In 1917, microbiologist Felix d’Herelle was tasked with identifying the cause of a dysentery outbreak impacting French troops. From his research, he noticed that Shigella bacteria was the primary culprit of this affliction. He then discovered an invisible microorganism that targeted and eliminated the dysentery bacillus, or rod-shaped bacteria, which he eventually named ‘bacteriophage’ (also known by the shorthand ‘phage’) for its supposed bacteria-eating capabilities. D’Herelle would later apply this knowledge to successfully treat children suffering from severe dysentery at the Hospital des Enfants Malades in Paris and create cures for other pathogens like cholera and typhoid. Encouraged by d’Herelle’s contributions and similar studies, there was soon overwhelming excitement surrounding phage therapy and its success in curing infectious diseases. In fact, this precision approach garnered so much attention that d’Herelle and George Eliava co-founded an institute in Tbilisi, Georgia, in 1923 that was dedicated to studying bacteriophages and clinical use of phage therapies. However, this movement’s momentum quickly fizzled out after the discovery of the first antibiotic, penicillin, in 1928.
Phage therapy fell out of favor with scientists, physicians and the public in the 1930s and 1940s primarily due to the uncertain biology behind bacterial viruses – which wouldn’t be studied in detail until the invention of the electron microscope – and the widespread availability and convenience of antibiotics in the early post-World War era. These miracle drugs could be prescribed broadly by physicians to cure a plethora of ailments without identifying the specific pathogenic strain. In stark contrast, phage therapies required isolation of specific phages to treat each bacterial pathogen, specific diagnosis of the pathogen afflicting each patient, and a much more complex manufacturing process than that required to produce antibiotics on an industrial scale. Together, these factors undermined the potential of targeted medicine and phage therapy research. Hence, the beginning of the golden age of antibiotic discovery.

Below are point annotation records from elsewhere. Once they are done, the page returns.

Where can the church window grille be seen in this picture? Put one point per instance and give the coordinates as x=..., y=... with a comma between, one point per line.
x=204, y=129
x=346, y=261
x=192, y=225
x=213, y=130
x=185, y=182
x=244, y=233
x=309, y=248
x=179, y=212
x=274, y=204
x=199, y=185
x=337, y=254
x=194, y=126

The need for precision medicine
The emergence of antibiotics created modern medicine, yielding a massive epidemiologic transition: developed countries transitioned from populations with high mortality rates attributed to communicable diseases to skyrocketing life expectancies. Ironically, this shift in life expectancy increased the prevalence of chronic illnesses. Yet, this ‘one-size-fits-all’ approach to treating bacterial pathogens set us on an inevitable path to the evolution of even deadlier pathogens. While broad-spectrum antibiotics are excellent at obliterating harmful bacteria, they also indiscriminately eliminate beneficial bacteria in the body. Furthermore, the use of these medicines creates selective pressures on bacteria that favors the emergence of bacterial strains that are resistant to antibiotics, a phenomenon known as antimicrobial resistance (AMR). Naturally, the biopharmaceutical industry continued to develop natural and synthetic antibiotics that were stronger and better than their predecessors. However, as these medicines progressively became more potent at killing bacteria – both bad and good – they often also became increasingly toxic. Unfortunately, bacteria have intrinsic resistance mechanisms that are effective against weaker antibiotics and can rapidly evolve to evade the strongest antibiotics – creating more problematic bugs down the line.